一時、「イクメン」という言葉がファッションのように流行ったが、専業主婦の方々からは、「家事の美味しいところだけやってドヤ顔している」といった声がチラホラ散見された。イケダハヤトがイクメン代表、まだ東京で消耗しているの?といった煽り文句で地方でオンラインサロンで稼ぎまくるイケメン像をSNSで流布していったが、どうやら実情は、家族はファッションの一部に過ぎなかったとのこと。

さて話を戻そう。本作は幾ら何でも男の大人が楽観的すぎる。しまたろうの件もあり、ガオガオさんの行動が恐ろしく見える。ガオガオさんはモグール号で子どもたちを連れ出すのだが、例のごとくマシンのエラーで砂漠地帯に遭難してしまうのだ。しかし、彼はとりあえず一報だとメールでしまじろうの両親に状況を説明するだけである。

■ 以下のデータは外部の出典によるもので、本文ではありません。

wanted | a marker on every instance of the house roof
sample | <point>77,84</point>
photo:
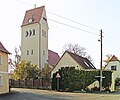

不安になるさくらに対して夫は、「ははっ、しまじろうたちはなんとかやっていけるさ!」と軽く受け流すのです。

確かにファンタジー映画ではあるのだが、『フレンチアルプスで起きたこと』を彷彿とさせる大人の男の無責任さに驚愕しました。

その不穏さはもう一つ押し寄せてくる。砂漠を放浪するしまじろう一行に巨大なガラガラヘビがやってくるのだ。お腹をすかせたかのようにやってくるのだ。大きな口を開けたまま「こっちへおいで!」と誘い迫り来るのです。逃げるしまじろうたちだが、終いには捕食されてしまう。あぁしまじろうたちが消化されてしまう…と思った矢先、ガラガラヘビの口が開き、「遊びたかっただけなんだよ」と言うのだ。

恐怖を与えて、そういった言動で恐怖を払拭するやり方って、DVを振るう者の言動と一致する。非常に恐ろしい一場面でした。

無論、アニメ、実写、人形劇を縦横無尽に駆け抜けていく演出は平林監督らしさ全開で面白いのですが、現実的な目線で観てしまい、割とキツい作品でありました。